Levanta la vista y faltan dos números. Le va a pedir a la mamita de la bata azul algo para ese malestar y se va a desaparecer, antes de que se ponga monstruo ahí mismo. ¿Será dengue? Está imaginando la conversación cuando escucha un tipo pegando gritos.

Cuando levanta la vista ve a un bichito con un pistolón agarrado con las dos manos y los brazos extendidos moviéndolos de un lado y al otro, saliendo de entre los anaqueles. A pesar de lo lerdo que lo tiene la fiebre, se pega a una pared y mira hacia la entrada para verificar si está solo. Hay otro en la puerta. Cuando el que entrompa lo apunta, concluye que esa pistola que no tiene puesto el seguro está cargada, por lo que baja la vista y obedece las órdenes. Se pregunta si le dará tiempo de sacar su bicha, pero sabe que los reflejos no lo van a ayudar. Las coyunturas le queman del dolor. ¿Esta vaina será dengue?

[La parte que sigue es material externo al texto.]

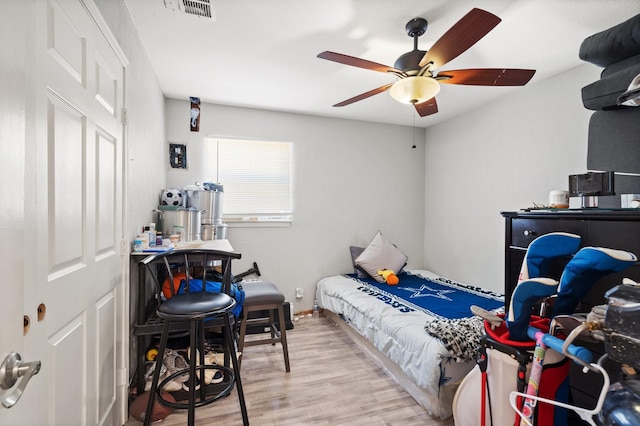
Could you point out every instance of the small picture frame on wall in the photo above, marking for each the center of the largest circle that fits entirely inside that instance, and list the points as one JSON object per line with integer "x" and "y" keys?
{"x": 178, "y": 155}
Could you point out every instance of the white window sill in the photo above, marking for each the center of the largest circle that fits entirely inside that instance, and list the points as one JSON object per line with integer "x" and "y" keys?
{"x": 258, "y": 221}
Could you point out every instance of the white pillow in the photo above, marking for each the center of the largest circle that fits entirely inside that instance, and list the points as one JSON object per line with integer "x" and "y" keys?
{"x": 381, "y": 254}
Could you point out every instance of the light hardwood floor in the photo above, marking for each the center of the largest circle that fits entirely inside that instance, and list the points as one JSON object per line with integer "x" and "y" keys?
{"x": 332, "y": 382}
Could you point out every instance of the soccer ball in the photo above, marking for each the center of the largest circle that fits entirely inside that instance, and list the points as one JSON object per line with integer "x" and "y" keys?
{"x": 171, "y": 197}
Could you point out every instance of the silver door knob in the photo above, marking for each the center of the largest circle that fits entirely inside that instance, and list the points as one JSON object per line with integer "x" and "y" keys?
{"x": 11, "y": 370}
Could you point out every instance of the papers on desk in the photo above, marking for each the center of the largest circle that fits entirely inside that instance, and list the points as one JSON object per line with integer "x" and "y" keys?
{"x": 222, "y": 245}
{"x": 157, "y": 249}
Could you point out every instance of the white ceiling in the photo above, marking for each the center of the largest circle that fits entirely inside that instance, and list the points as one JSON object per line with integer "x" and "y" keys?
{"x": 262, "y": 53}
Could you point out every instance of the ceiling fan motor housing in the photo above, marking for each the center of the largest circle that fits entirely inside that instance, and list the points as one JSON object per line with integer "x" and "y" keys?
{"x": 409, "y": 61}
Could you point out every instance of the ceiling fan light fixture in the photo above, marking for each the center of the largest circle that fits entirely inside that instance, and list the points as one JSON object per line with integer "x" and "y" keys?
{"x": 415, "y": 89}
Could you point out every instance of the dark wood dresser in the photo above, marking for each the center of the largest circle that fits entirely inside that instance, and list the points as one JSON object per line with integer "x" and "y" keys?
{"x": 616, "y": 229}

Decide que no puede dejarse agarrar armado. El bichito que entrompa está muy nervioso. Los malandros deberíamos tener carné y sindicato, le suelta en chiste una de las neuronas que le quedan vivas. El que está en la puerta tiene la pistola apuntando al piso, como debe ser. Los ventanales de la farmacia dejan ver medio cuerpo, y desde afuera solo se verá a un tipo atento a la calle pero tranquilo. Echa un vistazo a la calle y verifica que no hay un tercero. Están trabajando en pareja. Yo te voy a echar cuento de socios, piensa. Seguro el que está entrompando saldrá primero y el otro lo cubrirá. Ya están sometiendo a los cajeros. Si no se meten con los clientes, quizá decida quedarse tranquilo hasta que se vayan.

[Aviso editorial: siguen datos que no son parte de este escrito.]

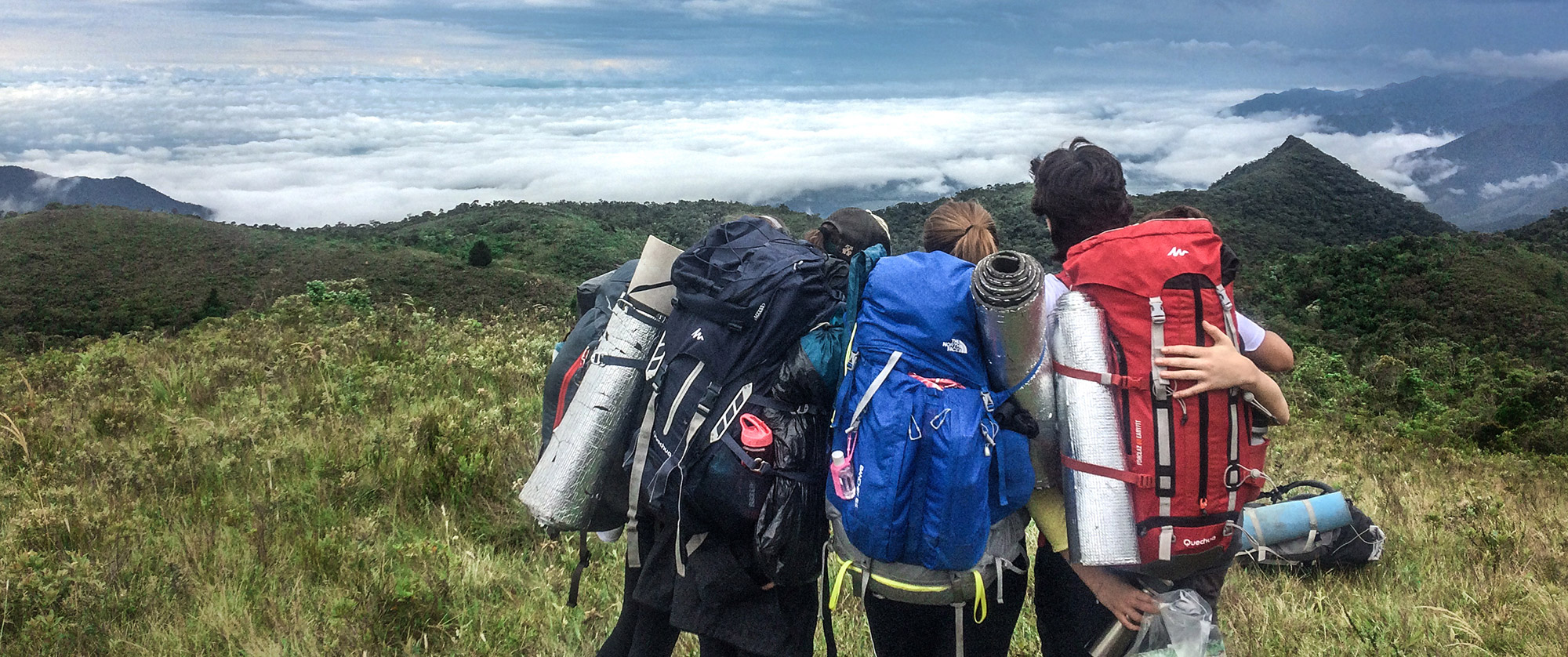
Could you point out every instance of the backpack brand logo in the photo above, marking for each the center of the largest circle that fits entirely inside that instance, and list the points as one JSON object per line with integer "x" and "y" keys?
{"x": 1199, "y": 543}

Pero el que estaba en la puerta entra en escena:

Sin payaserías, celulares y blackberrys aquí, dice agarrando una de las cestas de la farmacia. Él lo deja pasar a su lado y se fue acercando a la puerta con mucho cuidado. El dolor de cabeza, la concentración, los ojos, salvar el pellejo. El tipo entrompando a los clientes. Ya está cerca de la puerta. Esta mierda tiene que ser dengue, concluye. Está a dos pasos de la puerta. Uno más y está listo, porque luego lo protegerá la pared.

Si tengo que soltar dos plomazos para cubrirme lo hago, decide.

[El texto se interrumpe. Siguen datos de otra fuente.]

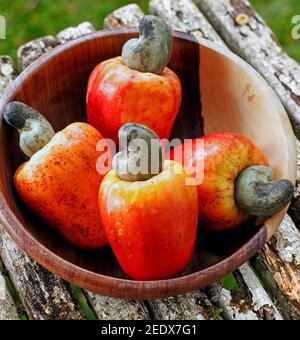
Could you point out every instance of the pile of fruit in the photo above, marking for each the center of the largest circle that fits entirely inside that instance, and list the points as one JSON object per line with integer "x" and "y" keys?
{"x": 149, "y": 218}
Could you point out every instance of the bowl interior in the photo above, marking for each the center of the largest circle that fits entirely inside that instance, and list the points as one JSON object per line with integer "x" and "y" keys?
{"x": 220, "y": 93}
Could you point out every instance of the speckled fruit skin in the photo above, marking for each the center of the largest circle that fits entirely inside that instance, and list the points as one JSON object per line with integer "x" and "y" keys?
{"x": 60, "y": 183}
{"x": 117, "y": 95}
{"x": 151, "y": 225}
{"x": 225, "y": 156}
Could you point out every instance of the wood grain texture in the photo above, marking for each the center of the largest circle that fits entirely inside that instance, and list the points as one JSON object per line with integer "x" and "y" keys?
{"x": 278, "y": 265}
{"x": 32, "y": 50}
{"x": 249, "y": 302}
{"x": 183, "y": 15}
{"x": 264, "y": 268}
{"x": 107, "y": 308}
{"x": 191, "y": 306}
{"x": 256, "y": 43}
{"x": 294, "y": 209}
{"x": 8, "y": 72}
{"x": 127, "y": 17}
{"x": 8, "y": 309}
{"x": 44, "y": 296}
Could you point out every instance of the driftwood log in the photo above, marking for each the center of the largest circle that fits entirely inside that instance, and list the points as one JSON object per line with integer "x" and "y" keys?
{"x": 45, "y": 296}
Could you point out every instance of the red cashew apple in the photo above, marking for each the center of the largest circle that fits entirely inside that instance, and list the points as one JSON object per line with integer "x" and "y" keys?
{"x": 237, "y": 181}
{"x": 136, "y": 87}
{"x": 150, "y": 219}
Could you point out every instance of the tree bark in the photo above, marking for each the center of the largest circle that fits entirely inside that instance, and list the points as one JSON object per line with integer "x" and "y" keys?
{"x": 44, "y": 296}
{"x": 8, "y": 310}
{"x": 253, "y": 40}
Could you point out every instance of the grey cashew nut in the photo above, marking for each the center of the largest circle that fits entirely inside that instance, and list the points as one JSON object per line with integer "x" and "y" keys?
{"x": 152, "y": 51}
{"x": 141, "y": 155}
{"x": 257, "y": 194}
{"x": 34, "y": 129}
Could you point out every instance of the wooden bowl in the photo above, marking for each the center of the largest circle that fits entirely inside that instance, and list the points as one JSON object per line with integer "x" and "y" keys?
{"x": 220, "y": 93}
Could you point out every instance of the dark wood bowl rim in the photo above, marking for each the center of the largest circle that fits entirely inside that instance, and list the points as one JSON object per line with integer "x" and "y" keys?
{"x": 106, "y": 285}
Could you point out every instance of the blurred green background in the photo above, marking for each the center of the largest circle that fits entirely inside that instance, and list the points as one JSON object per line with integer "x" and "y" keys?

Escucha que ya limpiaron las cajas y sólo queda terminar con los clientes. Puede ver la acera en esa tarde fresca y comprueba que no hay carro esperándolos. Es decir, los tipos van a pie. Es decir, saldrán de la farmacia caminando. Es decir, tiene chance porque no lo van a perseguir.

Da otro paso. Le zumban los oídos. La brisa se cuela por las rendijas de la puerta de vidrio. Ve una señora gorda caminar lentamente hacia la farmacia. Mide a los tipos. Los ojos le arden, pero se concentra. El pellejo primero. Ve por última vez hacia dentro y se tira el resto. Empuja con todo su cuerpo la puerta pero el que se acercaba con la cesta, sin ninguna expresión en el rostro, apunta hacia él. Escucha la detonación y escucha los gritos. Escucha los gritos y escucha los vidrios. Siente que lo empujaron y que se le empieza a mojar un costado.

Desde la acera vio a la señora gorda reírse con todos los dientes. Vio también los zapatos de los tipos saltando sobre él, en dirección a la calle. Comenzó a sentir, cerca del costado húmedo, una quemazón. Alguien gritaba algo de un celular y por primera vez en todo el día sintió que se le aliviaba el dolor de cabeza.

Entendió que la vieja gorda no se estaba riendo cuando vio a la de las pecas consolándola. Debe ser la mamá, pensó.

*******

* Los ancestros de tan viejo oficio señalaban, con más pudor: “La bolsa o la vida”.